Scientists have created the world’s most complex microparticle. The discovery will make it possible to create more stable mixtures of liquids, such as paints, as well as otherwise twist light to obtain holographic projections of higher quality. This is stated in a study by scientists from the University of Michigan, published in the journal Science.
In the process of evolution, the shape of the molecules has become increasingly complicated – this is how the most complex of them appeared, which include, for example, plant pollen, immune cells and some viruses.

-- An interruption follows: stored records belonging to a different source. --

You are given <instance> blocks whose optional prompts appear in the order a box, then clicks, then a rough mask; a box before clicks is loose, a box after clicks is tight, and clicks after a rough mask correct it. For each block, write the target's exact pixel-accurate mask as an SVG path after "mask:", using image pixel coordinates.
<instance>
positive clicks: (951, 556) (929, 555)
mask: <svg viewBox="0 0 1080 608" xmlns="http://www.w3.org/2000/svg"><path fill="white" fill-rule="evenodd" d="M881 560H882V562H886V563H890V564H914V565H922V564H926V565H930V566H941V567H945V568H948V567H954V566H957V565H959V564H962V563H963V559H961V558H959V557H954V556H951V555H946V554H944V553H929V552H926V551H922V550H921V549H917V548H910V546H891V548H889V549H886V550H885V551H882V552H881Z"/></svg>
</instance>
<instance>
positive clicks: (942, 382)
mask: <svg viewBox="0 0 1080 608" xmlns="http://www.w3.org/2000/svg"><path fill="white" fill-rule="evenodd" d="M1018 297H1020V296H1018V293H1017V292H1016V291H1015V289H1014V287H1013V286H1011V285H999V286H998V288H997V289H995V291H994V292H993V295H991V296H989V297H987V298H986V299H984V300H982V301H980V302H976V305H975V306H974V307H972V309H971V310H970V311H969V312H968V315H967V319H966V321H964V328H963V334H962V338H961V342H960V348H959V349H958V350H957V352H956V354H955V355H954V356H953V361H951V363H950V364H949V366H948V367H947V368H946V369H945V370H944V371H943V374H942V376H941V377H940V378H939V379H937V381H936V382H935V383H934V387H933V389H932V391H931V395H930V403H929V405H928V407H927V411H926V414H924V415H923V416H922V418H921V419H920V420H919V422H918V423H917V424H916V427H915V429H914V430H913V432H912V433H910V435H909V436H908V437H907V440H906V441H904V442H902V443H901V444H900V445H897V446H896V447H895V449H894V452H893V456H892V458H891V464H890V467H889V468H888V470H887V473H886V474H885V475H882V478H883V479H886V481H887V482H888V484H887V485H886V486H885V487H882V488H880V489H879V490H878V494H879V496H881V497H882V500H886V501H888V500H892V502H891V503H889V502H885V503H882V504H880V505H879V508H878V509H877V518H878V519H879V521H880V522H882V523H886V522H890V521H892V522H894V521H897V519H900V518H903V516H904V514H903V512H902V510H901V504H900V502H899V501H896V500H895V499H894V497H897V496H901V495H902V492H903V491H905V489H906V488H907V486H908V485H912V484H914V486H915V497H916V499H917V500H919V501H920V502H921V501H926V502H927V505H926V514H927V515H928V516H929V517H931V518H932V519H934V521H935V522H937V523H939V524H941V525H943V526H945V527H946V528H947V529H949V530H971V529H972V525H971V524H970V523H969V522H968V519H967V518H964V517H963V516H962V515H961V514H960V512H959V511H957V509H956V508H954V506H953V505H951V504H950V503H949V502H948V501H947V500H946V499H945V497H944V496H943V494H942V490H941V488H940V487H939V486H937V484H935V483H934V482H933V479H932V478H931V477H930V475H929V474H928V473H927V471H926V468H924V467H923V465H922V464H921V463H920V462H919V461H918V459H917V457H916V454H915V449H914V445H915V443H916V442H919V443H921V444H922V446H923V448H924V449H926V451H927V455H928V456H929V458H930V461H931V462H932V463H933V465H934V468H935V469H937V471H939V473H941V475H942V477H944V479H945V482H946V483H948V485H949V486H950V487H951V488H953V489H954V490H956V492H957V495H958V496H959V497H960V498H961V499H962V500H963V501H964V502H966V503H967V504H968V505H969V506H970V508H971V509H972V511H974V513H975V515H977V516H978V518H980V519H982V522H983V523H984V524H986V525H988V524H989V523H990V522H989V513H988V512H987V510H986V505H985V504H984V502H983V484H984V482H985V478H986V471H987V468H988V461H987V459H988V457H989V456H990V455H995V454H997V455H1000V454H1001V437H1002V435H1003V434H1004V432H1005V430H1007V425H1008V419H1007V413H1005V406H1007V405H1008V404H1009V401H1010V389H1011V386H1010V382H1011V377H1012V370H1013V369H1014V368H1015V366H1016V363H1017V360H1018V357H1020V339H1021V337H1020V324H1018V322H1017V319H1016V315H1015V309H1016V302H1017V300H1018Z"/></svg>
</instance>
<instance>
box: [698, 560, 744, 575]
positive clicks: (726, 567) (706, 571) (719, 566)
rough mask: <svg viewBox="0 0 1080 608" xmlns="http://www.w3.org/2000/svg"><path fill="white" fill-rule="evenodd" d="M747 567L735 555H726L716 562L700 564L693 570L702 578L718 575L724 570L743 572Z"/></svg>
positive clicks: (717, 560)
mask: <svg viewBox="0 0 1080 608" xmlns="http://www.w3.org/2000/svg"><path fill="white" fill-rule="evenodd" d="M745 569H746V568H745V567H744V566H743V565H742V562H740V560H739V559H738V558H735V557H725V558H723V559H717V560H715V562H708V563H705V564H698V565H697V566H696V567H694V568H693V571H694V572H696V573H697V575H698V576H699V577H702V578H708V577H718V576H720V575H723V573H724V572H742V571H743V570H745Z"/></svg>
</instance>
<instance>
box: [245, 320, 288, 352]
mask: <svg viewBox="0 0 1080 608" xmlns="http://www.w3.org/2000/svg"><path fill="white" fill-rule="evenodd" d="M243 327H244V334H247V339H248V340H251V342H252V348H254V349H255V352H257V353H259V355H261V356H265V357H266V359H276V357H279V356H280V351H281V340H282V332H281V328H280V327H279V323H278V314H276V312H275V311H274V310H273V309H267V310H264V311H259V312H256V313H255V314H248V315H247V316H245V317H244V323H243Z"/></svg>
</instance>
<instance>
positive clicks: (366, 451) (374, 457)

The most complex natural particles include spiky coccolithophores. This type of algae with a diameter of several microns is known for creating intricate limestone shells around itself. To better understand the rules that determine how such particles grow and how their shape is formed, scientists have been trying to recreate them in the laboratory for many years. However, such experiments so far have not led to any serious results, primarily because the researchers could not find a way to measure the complexity of the resulting molecule.
In a new work, researchers found that one of the key signs of particle complexity is chirality – in this context, this is a tendency to twist its structures clockwise or counterclockwise.
As evidence of their hypothesis, the researchers, guided by the principle of chirality, coated nanosized sheets of gold sulfide with an amino acid called cysteine.
The result of the experiment was a particle whose structure, according to scientists, is even more complicated than that of peaked coccolithophores. In other words, they managed to create the most complex particle known to science.